Can Today's Hardware Handle the Cloud?

Load balancers are a cornerstone of any big computing application. By spraying traffic across lots of servers, they let companies turn many unreliable machines into one reliable service. But that service has a lot of moving parts, and sometimes they break. If it keeps happening, it may signal that a new class of networking device is needed for the demands of cloud computing.

According to Amazon’s Web Services Developer Connection, a load balancer was deployed in its S3 storage service on June 20, and removed two days later. During that time, it was corrupting bytes of data sent to the S3 storage service when under load.

This isn’t the first time load balancers have been implicated in an outage at Amazon. At O’Reilly’s Velocity conference, conference co-chair Jesse Robbins talked about a “redundant array of inexpensive data centers” as the basis for tomorrow’s computing platforms. Load balancing is what makes this possible.

Storing data in a server is a tried and tested process.
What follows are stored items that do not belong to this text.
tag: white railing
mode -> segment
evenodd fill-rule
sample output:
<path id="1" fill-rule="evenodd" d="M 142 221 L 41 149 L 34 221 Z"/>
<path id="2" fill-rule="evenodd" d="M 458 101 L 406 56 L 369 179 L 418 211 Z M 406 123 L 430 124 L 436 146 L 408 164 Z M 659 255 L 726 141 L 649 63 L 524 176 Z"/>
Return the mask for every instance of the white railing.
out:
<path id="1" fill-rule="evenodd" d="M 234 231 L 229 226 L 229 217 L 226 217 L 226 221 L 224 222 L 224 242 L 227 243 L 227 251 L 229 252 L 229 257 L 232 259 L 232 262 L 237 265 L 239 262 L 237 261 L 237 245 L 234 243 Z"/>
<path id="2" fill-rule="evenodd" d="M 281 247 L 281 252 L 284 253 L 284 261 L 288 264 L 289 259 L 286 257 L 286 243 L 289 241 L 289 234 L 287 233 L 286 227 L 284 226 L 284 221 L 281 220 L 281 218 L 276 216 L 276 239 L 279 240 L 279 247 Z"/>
We’ve had decades to optimize the way we store and retrieve data, with standards like iSCSI and IDE proven out worldwide. And RAID is pretty reliable these days.

But the cloud’s still figuring out storage. There are competing models: S3, SimpleDB, BigTable and so on. And with more and more applications relying on S3 for their data, outages are bound to be visible and public.

The cloud model puts increased pressure on networking and server equipment, and on vendors to make their components reliable. Load balancers built for enterprise data centers may not be suited for the cloud, just as domestic power generators wouldn’t work for utility companies. This may be one reason Google is reputed to be building its own switches.

Expect clouds to require significantly different kinds of networking equipment. It’s either an opportunity for networking vendors like Cisco and Juniper, or a huge threat to them.